SPECIALIZED SERVICES FOR ATTORNEYS Radogna admits that it was a challenge to grow his business initially, but says that he spent nearly all of his free time reading everything he could about his field, accepting offers to speak at various ethics events, and joining forces with others in the niche area of practice through organizations such as the Association of Discipline Defense Counsel (disciplinedefensecounsel.org) and the Association of Professional Responsibility Lawyers (aprl. net). “This practice area is really small. There are only a handful of attorneys that specialize in this field, and there are even less in Orange County,” he says. “However, it doesn’t matter where my clients reside or what area of the state they practice, I can represent them regardless of where they are based.” During most initial consultations with clients, Radogna explains in complete detail how the complaint, investigation and/or charges will proceed within the State Bar. “I think like an investigator, I know what they need for their investigation and I use that knowledge to defend my clients using a specific strategy to beat the Bar’s case,” he says.
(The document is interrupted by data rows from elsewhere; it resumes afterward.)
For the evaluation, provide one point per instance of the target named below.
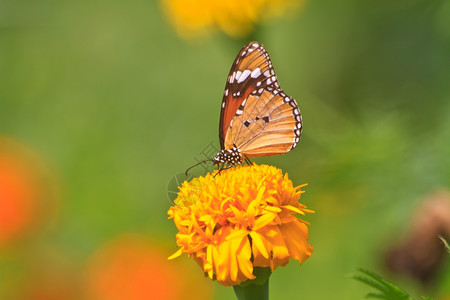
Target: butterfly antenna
(202, 162)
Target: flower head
(234, 17)
(240, 219)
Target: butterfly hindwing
(251, 72)
(270, 124)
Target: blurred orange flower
(132, 268)
(241, 219)
(234, 17)
(24, 190)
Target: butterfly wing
(251, 71)
(270, 124)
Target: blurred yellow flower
(234, 17)
(242, 218)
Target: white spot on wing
(238, 74)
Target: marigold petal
(258, 243)
(176, 254)
(218, 215)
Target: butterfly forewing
(251, 72)
(269, 125)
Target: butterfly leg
(222, 168)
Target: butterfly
(257, 118)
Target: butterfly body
(257, 118)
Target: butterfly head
(230, 157)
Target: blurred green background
(117, 103)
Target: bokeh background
(102, 103)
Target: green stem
(256, 289)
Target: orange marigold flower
(240, 219)
(234, 17)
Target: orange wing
(270, 124)
(251, 71)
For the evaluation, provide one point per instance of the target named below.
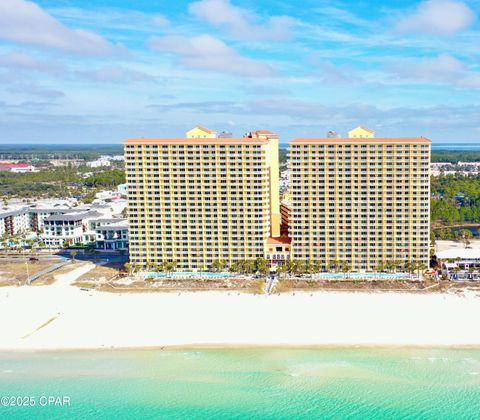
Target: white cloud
(241, 22)
(438, 17)
(33, 89)
(25, 22)
(443, 68)
(208, 53)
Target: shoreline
(91, 321)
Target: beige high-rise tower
(362, 202)
(200, 199)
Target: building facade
(198, 199)
(112, 235)
(360, 201)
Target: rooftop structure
(202, 198)
(200, 131)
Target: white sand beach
(64, 317)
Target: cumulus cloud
(438, 17)
(25, 22)
(203, 106)
(21, 61)
(240, 22)
(205, 52)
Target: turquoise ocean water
(246, 383)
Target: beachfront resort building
(361, 201)
(202, 198)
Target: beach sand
(63, 317)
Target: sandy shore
(63, 317)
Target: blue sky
(101, 71)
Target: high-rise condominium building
(360, 201)
(199, 199)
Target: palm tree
(335, 265)
(410, 266)
(281, 269)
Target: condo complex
(357, 201)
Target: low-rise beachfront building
(112, 236)
(362, 201)
(460, 263)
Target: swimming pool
(190, 274)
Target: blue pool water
(186, 274)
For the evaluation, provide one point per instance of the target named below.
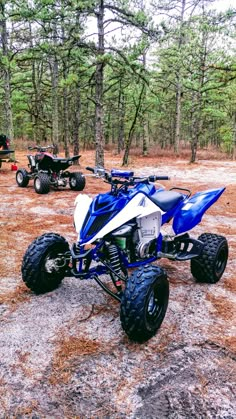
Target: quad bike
(4, 149)
(124, 229)
(47, 170)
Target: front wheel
(144, 302)
(42, 183)
(22, 178)
(77, 181)
(210, 265)
(45, 262)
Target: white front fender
(82, 204)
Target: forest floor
(64, 354)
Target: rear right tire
(22, 178)
(77, 181)
(144, 302)
(42, 183)
(210, 265)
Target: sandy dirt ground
(64, 354)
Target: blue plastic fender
(191, 211)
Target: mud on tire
(210, 266)
(77, 181)
(43, 265)
(144, 302)
(22, 178)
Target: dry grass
(69, 348)
(16, 297)
(224, 308)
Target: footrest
(187, 248)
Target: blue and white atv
(124, 229)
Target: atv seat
(166, 200)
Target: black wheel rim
(153, 307)
(221, 261)
(51, 267)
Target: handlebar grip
(91, 169)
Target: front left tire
(44, 264)
(22, 178)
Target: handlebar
(128, 179)
(40, 148)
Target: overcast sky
(224, 4)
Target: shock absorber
(115, 265)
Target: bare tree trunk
(9, 130)
(234, 137)
(178, 104)
(131, 131)
(121, 112)
(177, 116)
(76, 124)
(145, 118)
(55, 116)
(99, 123)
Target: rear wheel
(144, 302)
(42, 183)
(44, 263)
(77, 181)
(22, 178)
(210, 266)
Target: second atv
(47, 170)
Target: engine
(127, 238)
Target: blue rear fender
(190, 213)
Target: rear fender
(192, 209)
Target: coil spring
(115, 262)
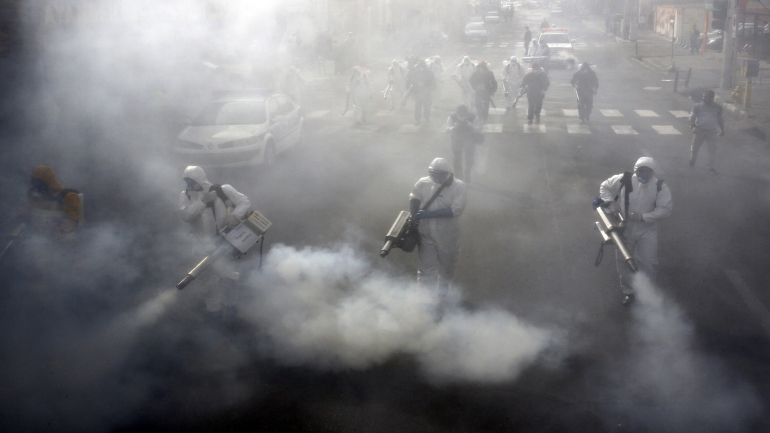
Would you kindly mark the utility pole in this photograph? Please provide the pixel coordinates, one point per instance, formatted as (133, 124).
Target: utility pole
(728, 48)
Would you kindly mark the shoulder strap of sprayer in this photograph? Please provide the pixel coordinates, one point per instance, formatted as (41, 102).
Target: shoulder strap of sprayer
(438, 191)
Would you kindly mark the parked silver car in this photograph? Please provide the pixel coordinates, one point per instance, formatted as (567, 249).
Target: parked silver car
(241, 130)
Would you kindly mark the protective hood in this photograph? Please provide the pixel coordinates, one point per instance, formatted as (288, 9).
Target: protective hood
(440, 164)
(646, 161)
(46, 174)
(197, 174)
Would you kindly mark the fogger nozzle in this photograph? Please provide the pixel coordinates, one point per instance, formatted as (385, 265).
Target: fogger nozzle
(610, 229)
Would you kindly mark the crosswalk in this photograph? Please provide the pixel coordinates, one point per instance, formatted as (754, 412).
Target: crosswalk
(553, 120)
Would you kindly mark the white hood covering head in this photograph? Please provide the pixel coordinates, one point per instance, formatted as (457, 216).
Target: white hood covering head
(197, 174)
(440, 164)
(646, 161)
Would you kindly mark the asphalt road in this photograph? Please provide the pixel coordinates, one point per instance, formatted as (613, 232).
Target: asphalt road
(692, 355)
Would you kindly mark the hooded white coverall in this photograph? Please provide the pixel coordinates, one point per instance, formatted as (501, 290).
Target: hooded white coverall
(463, 74)
(641, 237)
(360, 93)
(206, 222)
(439, 242)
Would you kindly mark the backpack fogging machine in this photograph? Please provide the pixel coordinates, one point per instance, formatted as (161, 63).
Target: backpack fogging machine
(610, 227)
(237, 241)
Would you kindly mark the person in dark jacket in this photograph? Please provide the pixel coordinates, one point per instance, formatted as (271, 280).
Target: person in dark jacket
(484, 86)
(536, 83)
(421, 82)
(586, 84)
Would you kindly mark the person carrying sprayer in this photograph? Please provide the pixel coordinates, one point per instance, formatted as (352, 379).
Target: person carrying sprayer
(211, 209)
(643, 200)
(438, 246)
(462, 76)
(484, 86)
(586, 83)
(508, 76)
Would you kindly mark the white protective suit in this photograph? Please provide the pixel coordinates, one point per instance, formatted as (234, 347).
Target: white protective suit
(360, 92)
(397, 76)
(206, 222)
(439, 243)
(511, 70)
(641, 237)
(463, 75)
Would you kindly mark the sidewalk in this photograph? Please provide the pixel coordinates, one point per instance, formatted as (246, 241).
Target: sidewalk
(655, 51)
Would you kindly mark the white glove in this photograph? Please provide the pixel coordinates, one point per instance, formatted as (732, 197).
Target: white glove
(209, 197)
(232, 221)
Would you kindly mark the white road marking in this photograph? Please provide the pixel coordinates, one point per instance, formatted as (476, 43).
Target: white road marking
(624, 129)
(409, 127)
(666, 130)
(751, 300)
(578, 129)
(611, 113)
(536, 129)
(316, 114)
(646, 113)
(330, 129)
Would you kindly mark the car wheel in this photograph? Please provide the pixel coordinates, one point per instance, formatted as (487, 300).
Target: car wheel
(269, 157)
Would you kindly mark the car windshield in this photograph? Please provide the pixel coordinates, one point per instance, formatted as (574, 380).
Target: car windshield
(555, 38)
(232, 113)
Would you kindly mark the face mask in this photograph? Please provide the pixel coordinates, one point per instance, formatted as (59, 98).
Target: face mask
(439, 176)
(644, 177)
(193, 185)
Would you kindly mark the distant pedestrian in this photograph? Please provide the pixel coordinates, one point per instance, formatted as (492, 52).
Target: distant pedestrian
(527, 39)
(706, 123)
(694, 39)
(484, 86)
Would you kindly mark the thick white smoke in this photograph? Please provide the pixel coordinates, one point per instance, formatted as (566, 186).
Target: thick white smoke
(327, 308)
(671, 385)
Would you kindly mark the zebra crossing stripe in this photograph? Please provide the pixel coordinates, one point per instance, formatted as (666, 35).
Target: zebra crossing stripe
(611, 113)
(578, 129)
(666, 130)
(316, 114)
(534, 129)
(330, 129)
(623, 130)
(646, 113)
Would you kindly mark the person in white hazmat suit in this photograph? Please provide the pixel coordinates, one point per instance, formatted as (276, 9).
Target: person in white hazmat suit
(438, 246)
(511, 70)
(649, 201)
(462, 75)
(360, 93)
(210, 209)
(397, 80)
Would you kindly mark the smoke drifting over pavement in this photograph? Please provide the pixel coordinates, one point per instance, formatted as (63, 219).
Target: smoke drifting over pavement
(327, 308)
(671, 385)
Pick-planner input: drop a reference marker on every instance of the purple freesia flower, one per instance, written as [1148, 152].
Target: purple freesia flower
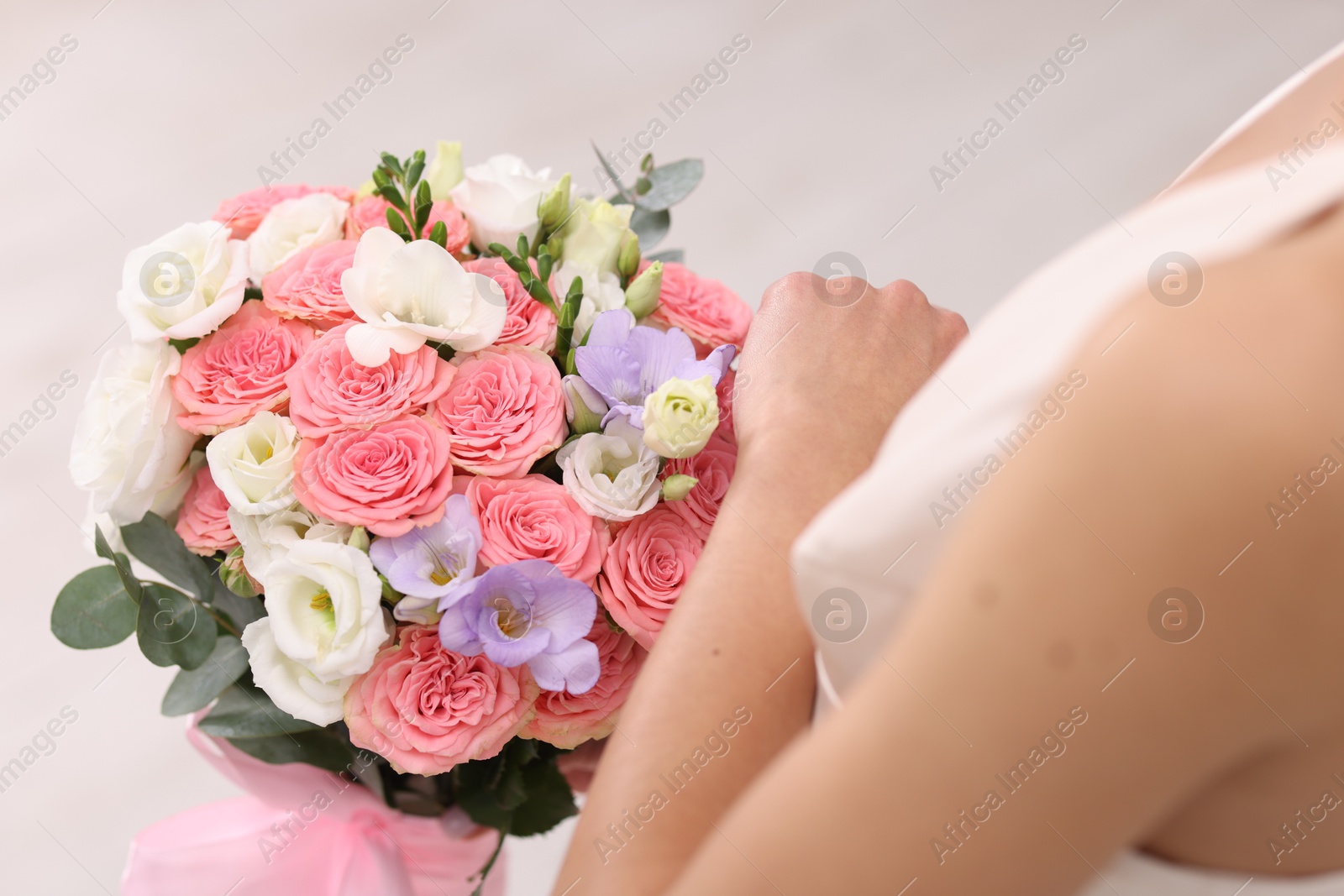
[432, 563]
[627, 363]
[528, 611]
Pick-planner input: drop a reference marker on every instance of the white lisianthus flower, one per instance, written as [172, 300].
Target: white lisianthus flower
[412, 293]
[292, 224]
[601, 293]
[185, 284]
[324, 626]
[680, 417]
[596, 233]
[255, 464]
[291, 685]
[128, 449]
[269, 537]
[499, 199]
[612, 474]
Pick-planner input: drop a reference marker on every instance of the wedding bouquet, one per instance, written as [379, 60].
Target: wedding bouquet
[421, 468]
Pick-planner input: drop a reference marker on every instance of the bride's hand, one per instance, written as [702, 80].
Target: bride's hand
[824, 371]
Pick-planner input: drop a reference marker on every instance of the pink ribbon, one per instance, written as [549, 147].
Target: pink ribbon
[307, 832]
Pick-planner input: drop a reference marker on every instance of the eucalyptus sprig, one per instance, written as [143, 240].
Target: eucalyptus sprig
[398, 181]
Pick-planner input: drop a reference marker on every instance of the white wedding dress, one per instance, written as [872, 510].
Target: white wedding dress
[879, 537]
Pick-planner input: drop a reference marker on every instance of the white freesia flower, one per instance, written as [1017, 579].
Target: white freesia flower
[410, 293]
[324, 626]
[291, 685]
[255, 464]
[269, 537]
[499, 199]
[128, 448]
[185, 284]
[612, 474]
[680, 417]
[601, 293]
[292, 224]
[595, 234]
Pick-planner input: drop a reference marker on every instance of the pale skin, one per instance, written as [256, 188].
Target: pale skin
[1198, 752]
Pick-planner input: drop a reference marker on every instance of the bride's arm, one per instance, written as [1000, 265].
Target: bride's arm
[1028, 721]
[730, 680]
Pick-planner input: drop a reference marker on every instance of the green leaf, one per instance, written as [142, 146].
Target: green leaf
[248, 712]
[671, 183]
[159, 547]
[93, 610]
[438, 234]
[192, 689]
[320, 747]
[611, 172]
[172, 629]
[651, 226]
[120, 563]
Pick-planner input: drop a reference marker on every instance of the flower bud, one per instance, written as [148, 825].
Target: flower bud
[445, 170]
[678, 485]
[680, 417]
[628, 261]
[235, 578]
[584, 407]
[642, 296]
[553, 207]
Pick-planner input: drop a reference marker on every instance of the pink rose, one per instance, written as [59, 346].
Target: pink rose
[239, 369]
[528, 322]
[329, 391]
[427, 710]
[245, 211]
[389, 479]
[308, 285]
[568, 720]
[535, 519]
[649, 560]
[371, 211]
[503, 411]
[705, 309]
[714, 468]
[203, 519]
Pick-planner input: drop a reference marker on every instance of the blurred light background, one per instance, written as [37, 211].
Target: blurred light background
[820, 139]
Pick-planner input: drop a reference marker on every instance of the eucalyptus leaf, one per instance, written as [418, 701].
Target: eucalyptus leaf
[248, 712]
[671, 183]
[192, 689]
[172, 629]
[159, 547]
[318, 747]
[651, 226]
[93, 610]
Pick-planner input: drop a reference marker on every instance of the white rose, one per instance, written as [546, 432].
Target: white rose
[292, 224]
[324, 617]
[128, 449]
[612, 474]
[269, 537]
[601, 293]
[412, 293]
[255, 464]
[185, 284]
[291, 685]
[680, 417]
[596, 233]
[499, 199]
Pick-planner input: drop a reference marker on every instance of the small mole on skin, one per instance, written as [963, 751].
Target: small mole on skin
[1061, 654]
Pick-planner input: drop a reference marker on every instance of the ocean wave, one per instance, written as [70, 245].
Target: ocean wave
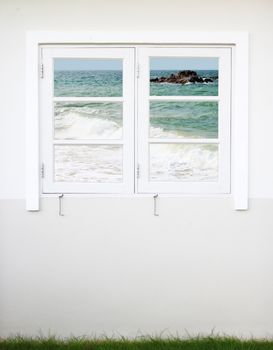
[183, 162]
[74, 125]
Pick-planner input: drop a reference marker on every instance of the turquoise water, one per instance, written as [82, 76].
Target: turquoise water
[172, 119]
[168, 119]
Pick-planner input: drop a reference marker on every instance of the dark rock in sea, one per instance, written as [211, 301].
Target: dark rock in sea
[182, 77]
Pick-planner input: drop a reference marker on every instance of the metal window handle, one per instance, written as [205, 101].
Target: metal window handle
[60, 205]
[155, 204]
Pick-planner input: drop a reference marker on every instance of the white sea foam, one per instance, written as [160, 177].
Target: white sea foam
[88, 163]
[183, 162]
[73, 125]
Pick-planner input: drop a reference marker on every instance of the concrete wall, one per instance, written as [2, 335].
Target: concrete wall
[109, 265]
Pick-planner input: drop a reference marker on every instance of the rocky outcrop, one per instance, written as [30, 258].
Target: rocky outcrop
[183, 77]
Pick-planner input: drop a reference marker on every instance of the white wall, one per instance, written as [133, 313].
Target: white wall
[108, 264]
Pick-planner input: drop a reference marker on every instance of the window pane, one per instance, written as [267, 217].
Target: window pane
[183, 119]
[87, 77]
[88, 163]
[183, 162]
[78, 120]
[183, 76]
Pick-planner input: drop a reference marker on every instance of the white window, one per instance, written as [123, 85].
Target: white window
[184, 121]
[127, 118]
[87, 120]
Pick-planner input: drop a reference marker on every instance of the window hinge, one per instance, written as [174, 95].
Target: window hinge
[41, 70]
[137, 73]
[42, 170]
[138, 171]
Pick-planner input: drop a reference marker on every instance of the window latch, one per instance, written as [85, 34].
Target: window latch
[155, 204]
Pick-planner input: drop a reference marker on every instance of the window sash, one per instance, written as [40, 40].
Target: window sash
[223, 141]
[47, 120]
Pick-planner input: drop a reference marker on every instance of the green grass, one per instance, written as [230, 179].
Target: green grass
[197, 343]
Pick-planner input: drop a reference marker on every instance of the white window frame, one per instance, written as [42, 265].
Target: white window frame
[127, 55]
[237, 40]
[222, 185]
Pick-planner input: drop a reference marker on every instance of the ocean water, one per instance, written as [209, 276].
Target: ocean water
[103, 121]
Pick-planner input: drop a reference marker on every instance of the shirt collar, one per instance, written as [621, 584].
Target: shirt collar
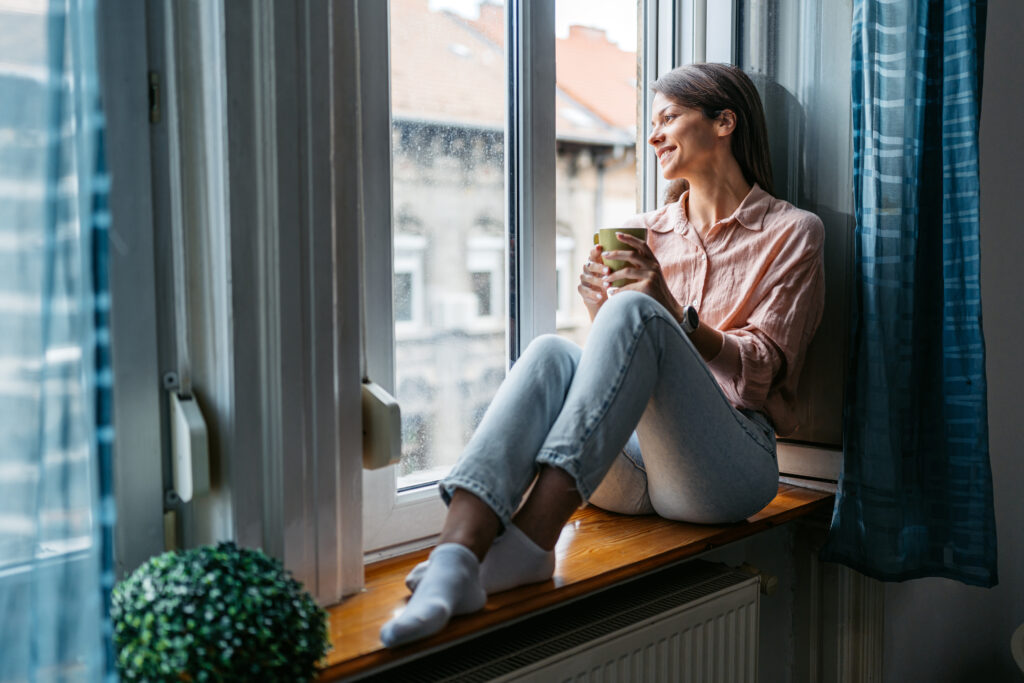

His services include drafting written responses to the analyst or investigator with the goal of having the complaint resolved prior to the filing of charges, and includes all pretrial, trial and appeal work as well. In addition to representing clients with their State Bar complaints, Radogna also provides representations in the areas of moral character/admissions, reinstatements after resignation or disbarment, and tailored counseling in the areas of ethics based on Radogna’s experience and knowledge of both the California Rules of Professional Conduct and the State Bar Act.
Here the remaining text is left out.